Re: [RFC] Add --create-cache to repack

Nicolas Pitre <nico@xxxxxxxxxxx> · Fri, 28 Jan 2011 23:08:23 -0500 (EST)

On Fri, 28 Jan 2011, Shawn Pearce wrote:

> On Fri, Jan 28, 2011 at 13:09, Nicolas Pitre <nico@xxxxxxxxxxx> wrote:
> > On Fri, 28 Jan 2011, Shawn Pearce wrote:
> >
> >> On Fri, Jan 28, 2011 at 10:46, Nicolas Pitre <nico@xxxxxxxxxxx> wrote:
> >> > On Fri, 28 Jan 2011, Shawn Pearce wrote:
> >> >
> >> >> This started because I was looking for a way to speed up clones coming
> >> >> from a JGit server.  Cloning the linux-2.6 repository is painful,
> 
> Well, scratch the idea in this thread.  I think.
> 
> I retested JGit vs. CGit on an identical linux-2.6 repository.  The
> repository was fully packed, but had two pack files.  362M and 57M,
> and was created by packing a 1 month old master, marking it .keep, and
> then repacking -a -d to get most recent last month into another pack.
> This results in some files that should be delta compressed together
> being stored whole in the two packs (obviously).
> 
> The two implementations take the same amount of time to generate the
> clone.  3m28s / 3m22s for JGit, 3m23s for C Git.  The JGit created
> pack is actually smaller 376.30 MiB vs. C Git's 380.59 MiB.  I point
> out this data because improvements made to JGit may show similar
> improvements to CGit given how close they are in running time.
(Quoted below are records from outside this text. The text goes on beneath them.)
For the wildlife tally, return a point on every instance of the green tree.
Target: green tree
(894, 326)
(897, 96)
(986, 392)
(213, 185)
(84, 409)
What are those improvements?

Now, the fact that JGit is so close to CGit must be because the actual 
cost is outside of them such as within zlib, otherwise the C code should 
normally always be faster, right?

Looking at the profile for "git rev-list --objects --all > /dev/null" 
for the object enumeration phase, we have:

# Samples: 1814637
#
# Overhead          Command  Shared Object  Symbol
# ........  ...............  .............  ......
#
    28.81%              git  /home/nico/bin/git  [.] lookup_object
    12.21%              git  /lib64/libz.so.1.2.3  [.] inflate
    10.49%              git  /lib64/libz.so.1.2.3  [.] inflate_fast
     7.47%              git  /lib64/libz.so.1.2.3  [.] inflate_table
     6.66%              git  /lib64/libc-2.11.2.so  [.] __GI_memcpy
     5.66%              git  /home/nico/bin/git  [.] find_pack_entry_one
     2.98%              git  /home/nico/bin/git  [.] decode_tree_entry
     2.73%              git  /lib64/libc-2.11.2.so  [.] _int_malloc
     2.71%              git  /lib64/libz.so.1.2.3  [.] adler32
     2.63%              git  /home/nico/bin/git  [.] process_tree
     1.58%              git  [kernel]       [k] 0xffffffff8112fc0c
     1.44%              git  /lib64/libc-2.11.2.so  [.] __strlen_sse2
     1.31%              git  /home/nico/bin/git  [.] tree_entry
     1.10%              git  /lib64/libc-2.11.2.so  [.] _int_free
     0.96%              git  /home/nico/bin/git  [.] patch_delta
     0.92%              git  /lib64/libc-2.11.2.so  [.] malloc_consolidate
     0.86%              git  /lib64/libc-2.11.2.so  [.] __GI_vfprintf
     0.80%              git  /home/nico/bin/git  [.] create_object
     0.80%              git  /home/nico/bin/git  [.] lookup_blob
     0.63%              git  /home/nico/bin/git  [.] update_tree_entry
[...]

So we've got lookup_object() clearly at the top.  I suspect the 
hashcmp() in there, which probably gets inlined, is responsible for most 
cycles.  There is certainly a better way here, and probably in JGit you 
rely on some optimized facility provided by the language/library to 
perform that lookup.  So there is probably some easy improvements that 
can be made here.

Otherwise it is at least 12.21 + 10.49 + 7.47 + 2.71 = 32.88% spent 
directly in the zlib code, making it the biggest cost.  This is rather 
unavoidable unless the data structure is changed.  And pack v4 would 
probably move things such as find_pack_entry_one, decode_tree_entry, 
process_tree and tree_entry off the radar as well.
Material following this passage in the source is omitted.